Zong, a background illustrator for Netflix with credits on popular animated shows like Centaurworld and We Bare Bears, based the project loosely on the Eyewitness museum videos he watched as a kid. His lifelong love of birds inspired him to create a similar experience in an explorable digital space.

“I just love birds, I will look at random kinds of birds on Wikipedia and learn about them,” he says. “When I was a kid my parents got the Audubon guide and I was just fascinated by it.” At the prompting of another Twitter user, he included a link to the National Audubon Society’s donation page on the homepage of the game. [Author's Note: I used to work for the National Audubon Society but The Bird Museum was not released until after my job there ended.]

A safe haven.The Bird Museum

This isn’t Zong’s first foray into game making — his itch.io site includes a variety of mellow virtual wanderings like Beach Walker, a game that purely involves walking on a small strip of beach, and Lizard Beats, in which the player uses the spacebar to power a turntable with the footsteps of a tiny lizard. The Bird Museum is a larger undertaking with far more community involvement than these earlier offerings, but the effect is the same: the weird, pretty space exudes a calm aura that’s increasingly difficult to encounter in real life. With real museums closed and living environments often crowded and stressful, places like The Bird Museum offer a welcome respite from reality.

Bird-lovers will be pleased to find a few Easter eggs hidden around the museum as well. For one thing, there’s a humongous goose towering over the rear gallery. While the goose is inaccessible to players directly, it’s possible to see it peering through a few galleries’ skylight windows at the proper angle, and you can also spot it from outside the museum. Several smaller bird statues also perch above skylights to greet visitors who know where to look. And while there are currently no secret rooms or hidden passageways in the museum, Zong hints that these elements may appear in future versions of the game.

Places like The Bird Museum offer a welcome respite from reality.

“It would not be hard to make a wall that has a texture but doesn’t have collision, so you can just walk through it,” he says with a laugh. “Maybe I’ll do that.” A future version might also include larger gallery spaces to accommodate new submissions of bird art. But for now, Zong is pleased with the museum and says that visitors are happy to visit the space to take a break from the real world.

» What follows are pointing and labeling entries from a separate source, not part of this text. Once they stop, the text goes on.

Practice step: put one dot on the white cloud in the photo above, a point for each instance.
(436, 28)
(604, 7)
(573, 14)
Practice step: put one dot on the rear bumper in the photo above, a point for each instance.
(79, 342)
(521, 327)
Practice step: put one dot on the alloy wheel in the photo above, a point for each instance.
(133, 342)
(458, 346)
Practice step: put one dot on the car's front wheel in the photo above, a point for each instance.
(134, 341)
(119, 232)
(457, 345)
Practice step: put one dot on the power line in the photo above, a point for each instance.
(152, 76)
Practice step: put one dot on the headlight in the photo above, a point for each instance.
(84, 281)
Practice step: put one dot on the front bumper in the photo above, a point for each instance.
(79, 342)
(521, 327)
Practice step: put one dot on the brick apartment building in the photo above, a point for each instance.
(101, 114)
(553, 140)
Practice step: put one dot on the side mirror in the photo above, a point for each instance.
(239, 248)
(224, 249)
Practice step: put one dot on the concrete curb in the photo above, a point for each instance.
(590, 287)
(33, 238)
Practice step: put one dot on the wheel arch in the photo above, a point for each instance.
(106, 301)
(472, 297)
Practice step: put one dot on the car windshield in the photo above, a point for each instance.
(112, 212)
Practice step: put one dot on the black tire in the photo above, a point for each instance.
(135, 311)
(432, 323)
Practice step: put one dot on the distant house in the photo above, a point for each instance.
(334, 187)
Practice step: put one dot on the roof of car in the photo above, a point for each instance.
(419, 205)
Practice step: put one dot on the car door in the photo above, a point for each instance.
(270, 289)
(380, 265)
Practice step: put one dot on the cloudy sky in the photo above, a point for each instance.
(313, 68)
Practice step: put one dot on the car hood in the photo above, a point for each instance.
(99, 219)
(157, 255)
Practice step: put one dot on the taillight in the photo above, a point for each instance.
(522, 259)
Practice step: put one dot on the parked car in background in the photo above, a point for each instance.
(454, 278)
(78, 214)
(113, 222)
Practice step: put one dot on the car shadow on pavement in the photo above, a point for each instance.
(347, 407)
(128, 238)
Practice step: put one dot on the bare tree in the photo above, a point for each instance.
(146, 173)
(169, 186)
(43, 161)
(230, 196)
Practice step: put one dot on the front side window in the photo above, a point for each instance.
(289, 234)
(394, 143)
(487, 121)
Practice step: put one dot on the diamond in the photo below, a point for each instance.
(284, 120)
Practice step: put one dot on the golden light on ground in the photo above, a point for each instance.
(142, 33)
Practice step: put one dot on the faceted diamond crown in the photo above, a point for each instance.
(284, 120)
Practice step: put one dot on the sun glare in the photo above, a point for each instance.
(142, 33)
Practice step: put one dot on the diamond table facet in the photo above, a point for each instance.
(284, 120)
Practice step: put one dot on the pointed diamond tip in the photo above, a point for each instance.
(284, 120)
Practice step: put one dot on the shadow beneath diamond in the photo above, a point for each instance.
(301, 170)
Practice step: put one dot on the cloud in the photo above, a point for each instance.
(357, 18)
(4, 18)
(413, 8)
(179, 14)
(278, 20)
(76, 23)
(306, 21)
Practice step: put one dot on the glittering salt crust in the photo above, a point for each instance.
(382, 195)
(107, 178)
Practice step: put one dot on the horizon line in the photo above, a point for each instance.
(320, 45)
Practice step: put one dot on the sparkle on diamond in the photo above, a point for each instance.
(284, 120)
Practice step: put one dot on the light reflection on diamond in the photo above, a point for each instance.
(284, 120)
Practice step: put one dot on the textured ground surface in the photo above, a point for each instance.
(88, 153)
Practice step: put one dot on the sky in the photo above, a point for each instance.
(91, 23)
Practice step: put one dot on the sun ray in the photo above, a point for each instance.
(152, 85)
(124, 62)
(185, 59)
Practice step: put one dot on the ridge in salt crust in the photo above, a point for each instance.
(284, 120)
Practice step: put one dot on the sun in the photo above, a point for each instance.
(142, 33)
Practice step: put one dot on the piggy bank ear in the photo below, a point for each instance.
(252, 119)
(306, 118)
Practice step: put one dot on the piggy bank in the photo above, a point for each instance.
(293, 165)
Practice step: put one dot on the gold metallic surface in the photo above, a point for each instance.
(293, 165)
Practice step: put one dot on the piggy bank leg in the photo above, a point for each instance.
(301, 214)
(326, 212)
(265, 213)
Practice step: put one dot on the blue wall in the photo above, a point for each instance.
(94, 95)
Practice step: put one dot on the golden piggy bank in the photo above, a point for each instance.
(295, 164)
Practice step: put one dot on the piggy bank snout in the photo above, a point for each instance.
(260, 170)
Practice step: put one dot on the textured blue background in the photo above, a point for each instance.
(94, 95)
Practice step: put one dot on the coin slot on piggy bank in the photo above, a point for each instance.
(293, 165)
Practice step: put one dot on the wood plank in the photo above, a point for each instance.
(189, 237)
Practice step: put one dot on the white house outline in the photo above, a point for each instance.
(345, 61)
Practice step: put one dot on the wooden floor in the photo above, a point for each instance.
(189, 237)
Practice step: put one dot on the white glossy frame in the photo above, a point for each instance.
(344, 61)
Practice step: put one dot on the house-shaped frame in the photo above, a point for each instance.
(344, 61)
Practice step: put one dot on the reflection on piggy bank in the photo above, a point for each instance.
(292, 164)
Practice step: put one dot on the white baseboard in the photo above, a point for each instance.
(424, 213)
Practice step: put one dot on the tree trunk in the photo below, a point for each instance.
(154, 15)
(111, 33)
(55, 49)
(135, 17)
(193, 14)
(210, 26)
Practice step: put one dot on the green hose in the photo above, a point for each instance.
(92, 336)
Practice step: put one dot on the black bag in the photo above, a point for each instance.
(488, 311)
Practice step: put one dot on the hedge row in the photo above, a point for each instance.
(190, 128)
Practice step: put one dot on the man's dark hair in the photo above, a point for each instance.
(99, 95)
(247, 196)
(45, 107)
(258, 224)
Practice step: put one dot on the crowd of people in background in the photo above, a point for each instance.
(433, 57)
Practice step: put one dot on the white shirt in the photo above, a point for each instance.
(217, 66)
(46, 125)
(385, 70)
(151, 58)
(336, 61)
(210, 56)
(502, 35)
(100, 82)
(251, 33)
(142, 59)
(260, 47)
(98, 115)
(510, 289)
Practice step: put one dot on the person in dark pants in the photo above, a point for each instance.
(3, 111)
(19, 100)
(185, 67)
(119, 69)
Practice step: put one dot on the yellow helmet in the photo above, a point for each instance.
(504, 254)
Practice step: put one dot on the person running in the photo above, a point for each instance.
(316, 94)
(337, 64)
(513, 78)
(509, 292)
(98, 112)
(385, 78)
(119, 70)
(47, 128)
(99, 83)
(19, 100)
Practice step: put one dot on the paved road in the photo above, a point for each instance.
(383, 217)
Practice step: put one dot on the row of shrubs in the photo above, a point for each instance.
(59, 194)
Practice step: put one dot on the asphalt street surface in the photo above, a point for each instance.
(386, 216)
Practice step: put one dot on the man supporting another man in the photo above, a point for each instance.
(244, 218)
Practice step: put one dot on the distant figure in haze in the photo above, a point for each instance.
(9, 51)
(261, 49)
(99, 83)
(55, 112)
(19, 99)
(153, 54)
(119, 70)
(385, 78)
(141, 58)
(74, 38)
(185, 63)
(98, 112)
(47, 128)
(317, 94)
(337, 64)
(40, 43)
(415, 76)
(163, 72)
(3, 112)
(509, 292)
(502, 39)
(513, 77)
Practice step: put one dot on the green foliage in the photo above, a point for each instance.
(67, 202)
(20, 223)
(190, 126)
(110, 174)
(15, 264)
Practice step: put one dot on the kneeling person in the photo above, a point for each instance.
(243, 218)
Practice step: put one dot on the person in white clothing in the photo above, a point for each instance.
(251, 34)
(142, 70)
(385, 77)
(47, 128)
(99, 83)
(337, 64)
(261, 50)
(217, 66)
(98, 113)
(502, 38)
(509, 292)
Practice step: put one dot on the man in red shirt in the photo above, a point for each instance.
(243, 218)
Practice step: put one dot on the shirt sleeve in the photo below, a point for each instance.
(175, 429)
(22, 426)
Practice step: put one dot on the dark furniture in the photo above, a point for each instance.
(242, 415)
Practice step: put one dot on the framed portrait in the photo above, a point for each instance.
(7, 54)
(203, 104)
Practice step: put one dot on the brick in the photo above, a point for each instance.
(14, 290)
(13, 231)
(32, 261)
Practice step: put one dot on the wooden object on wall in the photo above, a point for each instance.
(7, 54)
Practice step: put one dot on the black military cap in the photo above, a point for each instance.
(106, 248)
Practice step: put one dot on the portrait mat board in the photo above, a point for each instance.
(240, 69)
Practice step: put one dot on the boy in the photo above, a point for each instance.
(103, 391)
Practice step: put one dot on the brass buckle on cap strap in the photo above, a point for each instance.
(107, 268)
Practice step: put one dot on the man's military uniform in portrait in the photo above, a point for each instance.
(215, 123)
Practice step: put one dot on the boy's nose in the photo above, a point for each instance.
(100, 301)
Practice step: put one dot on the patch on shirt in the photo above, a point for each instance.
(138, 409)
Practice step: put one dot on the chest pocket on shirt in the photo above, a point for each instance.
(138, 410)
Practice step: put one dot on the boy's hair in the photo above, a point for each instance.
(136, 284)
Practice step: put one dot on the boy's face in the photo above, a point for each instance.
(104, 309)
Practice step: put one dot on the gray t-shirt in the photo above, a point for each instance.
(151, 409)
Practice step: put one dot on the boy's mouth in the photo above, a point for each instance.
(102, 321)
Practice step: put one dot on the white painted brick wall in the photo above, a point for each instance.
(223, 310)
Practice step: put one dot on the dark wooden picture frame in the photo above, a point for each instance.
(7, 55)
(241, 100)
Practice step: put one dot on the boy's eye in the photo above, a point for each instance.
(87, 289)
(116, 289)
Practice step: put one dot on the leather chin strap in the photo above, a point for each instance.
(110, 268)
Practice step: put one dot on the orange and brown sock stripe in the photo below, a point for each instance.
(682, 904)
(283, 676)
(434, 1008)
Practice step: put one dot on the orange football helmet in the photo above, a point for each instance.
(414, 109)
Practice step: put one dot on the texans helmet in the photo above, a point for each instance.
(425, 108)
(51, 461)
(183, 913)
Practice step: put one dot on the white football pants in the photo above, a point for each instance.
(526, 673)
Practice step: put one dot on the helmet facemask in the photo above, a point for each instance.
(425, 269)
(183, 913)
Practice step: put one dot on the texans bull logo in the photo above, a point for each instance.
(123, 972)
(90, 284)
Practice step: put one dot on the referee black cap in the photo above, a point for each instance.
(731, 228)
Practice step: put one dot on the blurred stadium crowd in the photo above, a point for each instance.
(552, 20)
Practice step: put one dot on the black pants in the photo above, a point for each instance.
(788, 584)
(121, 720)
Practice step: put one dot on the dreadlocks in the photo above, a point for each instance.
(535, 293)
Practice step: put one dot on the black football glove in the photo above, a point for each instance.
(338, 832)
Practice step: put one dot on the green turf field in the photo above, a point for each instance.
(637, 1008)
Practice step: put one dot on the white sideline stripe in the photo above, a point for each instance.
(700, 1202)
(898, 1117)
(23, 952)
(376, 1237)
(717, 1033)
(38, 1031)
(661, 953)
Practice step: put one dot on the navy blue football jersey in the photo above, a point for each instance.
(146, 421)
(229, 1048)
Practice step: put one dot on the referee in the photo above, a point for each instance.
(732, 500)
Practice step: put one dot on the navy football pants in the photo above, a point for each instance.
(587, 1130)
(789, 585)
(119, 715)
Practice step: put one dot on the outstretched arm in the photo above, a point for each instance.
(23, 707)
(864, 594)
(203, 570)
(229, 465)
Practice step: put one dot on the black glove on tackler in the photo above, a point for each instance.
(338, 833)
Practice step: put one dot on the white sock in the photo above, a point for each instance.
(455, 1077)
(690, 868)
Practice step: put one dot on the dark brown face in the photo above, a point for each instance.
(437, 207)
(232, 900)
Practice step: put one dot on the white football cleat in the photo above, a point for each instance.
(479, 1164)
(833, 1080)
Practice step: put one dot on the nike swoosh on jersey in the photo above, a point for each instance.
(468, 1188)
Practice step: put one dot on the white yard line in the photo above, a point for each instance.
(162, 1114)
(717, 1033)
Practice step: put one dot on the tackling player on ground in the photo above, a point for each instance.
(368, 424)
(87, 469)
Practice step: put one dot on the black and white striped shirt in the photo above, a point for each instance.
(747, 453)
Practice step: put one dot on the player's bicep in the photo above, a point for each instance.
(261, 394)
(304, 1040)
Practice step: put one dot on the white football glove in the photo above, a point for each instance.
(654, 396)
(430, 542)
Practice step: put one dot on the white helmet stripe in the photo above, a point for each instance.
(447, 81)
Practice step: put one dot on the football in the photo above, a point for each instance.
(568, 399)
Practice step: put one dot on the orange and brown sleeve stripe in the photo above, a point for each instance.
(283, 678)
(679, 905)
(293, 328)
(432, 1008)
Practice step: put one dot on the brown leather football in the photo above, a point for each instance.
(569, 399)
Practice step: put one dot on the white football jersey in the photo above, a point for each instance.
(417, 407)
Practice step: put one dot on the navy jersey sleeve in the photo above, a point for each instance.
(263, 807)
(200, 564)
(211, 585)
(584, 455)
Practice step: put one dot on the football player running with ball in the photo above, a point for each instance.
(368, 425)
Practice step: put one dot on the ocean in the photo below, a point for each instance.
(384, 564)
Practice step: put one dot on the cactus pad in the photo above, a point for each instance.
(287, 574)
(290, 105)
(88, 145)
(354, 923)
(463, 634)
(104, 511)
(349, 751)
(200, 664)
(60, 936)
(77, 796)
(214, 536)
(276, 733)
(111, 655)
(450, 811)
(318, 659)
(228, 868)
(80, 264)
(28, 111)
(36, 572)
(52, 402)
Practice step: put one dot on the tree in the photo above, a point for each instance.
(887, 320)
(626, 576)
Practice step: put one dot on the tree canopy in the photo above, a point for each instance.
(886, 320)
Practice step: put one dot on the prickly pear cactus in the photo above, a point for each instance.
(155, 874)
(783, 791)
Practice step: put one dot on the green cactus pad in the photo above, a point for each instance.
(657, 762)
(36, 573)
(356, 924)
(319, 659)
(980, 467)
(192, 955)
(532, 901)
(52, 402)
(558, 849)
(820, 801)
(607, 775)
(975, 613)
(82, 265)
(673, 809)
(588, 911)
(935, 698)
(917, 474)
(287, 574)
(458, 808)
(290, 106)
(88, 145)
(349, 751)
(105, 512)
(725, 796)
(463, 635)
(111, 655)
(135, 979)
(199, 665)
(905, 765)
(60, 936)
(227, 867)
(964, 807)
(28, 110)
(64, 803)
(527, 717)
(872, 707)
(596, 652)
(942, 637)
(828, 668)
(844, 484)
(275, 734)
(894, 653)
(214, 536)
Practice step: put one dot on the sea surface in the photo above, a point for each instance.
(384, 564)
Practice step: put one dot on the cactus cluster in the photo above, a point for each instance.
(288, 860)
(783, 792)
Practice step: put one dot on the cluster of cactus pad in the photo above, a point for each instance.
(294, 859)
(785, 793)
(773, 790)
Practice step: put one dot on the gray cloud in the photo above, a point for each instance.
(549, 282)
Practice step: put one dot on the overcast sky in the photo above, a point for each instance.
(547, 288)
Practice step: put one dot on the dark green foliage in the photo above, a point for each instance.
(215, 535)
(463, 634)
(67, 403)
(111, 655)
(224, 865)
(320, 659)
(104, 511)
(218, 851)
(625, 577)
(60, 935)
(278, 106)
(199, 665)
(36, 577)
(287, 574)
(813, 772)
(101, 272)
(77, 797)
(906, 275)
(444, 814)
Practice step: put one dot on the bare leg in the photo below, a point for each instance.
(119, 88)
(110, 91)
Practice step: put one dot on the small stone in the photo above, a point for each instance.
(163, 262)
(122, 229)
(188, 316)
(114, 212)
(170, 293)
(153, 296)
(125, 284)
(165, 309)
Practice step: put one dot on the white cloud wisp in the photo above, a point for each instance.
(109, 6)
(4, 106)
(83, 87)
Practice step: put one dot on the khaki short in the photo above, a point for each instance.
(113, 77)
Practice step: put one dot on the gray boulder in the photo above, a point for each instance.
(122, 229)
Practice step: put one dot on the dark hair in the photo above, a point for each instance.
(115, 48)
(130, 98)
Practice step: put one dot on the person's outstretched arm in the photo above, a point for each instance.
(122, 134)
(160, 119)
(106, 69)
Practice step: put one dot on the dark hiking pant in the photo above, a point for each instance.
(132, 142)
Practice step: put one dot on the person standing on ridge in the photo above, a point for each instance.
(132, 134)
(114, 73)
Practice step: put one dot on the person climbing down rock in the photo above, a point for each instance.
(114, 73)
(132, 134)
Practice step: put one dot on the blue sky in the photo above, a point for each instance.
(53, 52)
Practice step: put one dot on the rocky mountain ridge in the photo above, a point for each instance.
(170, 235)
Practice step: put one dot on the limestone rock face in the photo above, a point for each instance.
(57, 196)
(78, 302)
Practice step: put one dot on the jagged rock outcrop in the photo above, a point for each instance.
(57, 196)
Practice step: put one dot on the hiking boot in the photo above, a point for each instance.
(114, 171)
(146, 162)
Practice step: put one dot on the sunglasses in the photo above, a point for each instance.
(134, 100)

“It’s nice to think about it being an escape for people who want to go to a museum,” he says. “I’ve gotten emails just being like, thank you for appreciating birds and for making this pleasant space.” The game was officially launched on March 13th, a date nearly synonymous with the shutdown of schools, businesses, and institutions around the United States due to the coronavirus pandemic. While he never could have anticipated it in advance, Zong created a digital alternative to closed museums and galleries exactly when the public needed it most.

Birds do love statues.The Bird Museum

“I just want people to, as with most of my stuff, just enter a different kind of head space for a second and just vibe,” he says. “And then you can go back to the real, awful world out there for the rest of your time. But it’s nice for me to create a little space of peace.”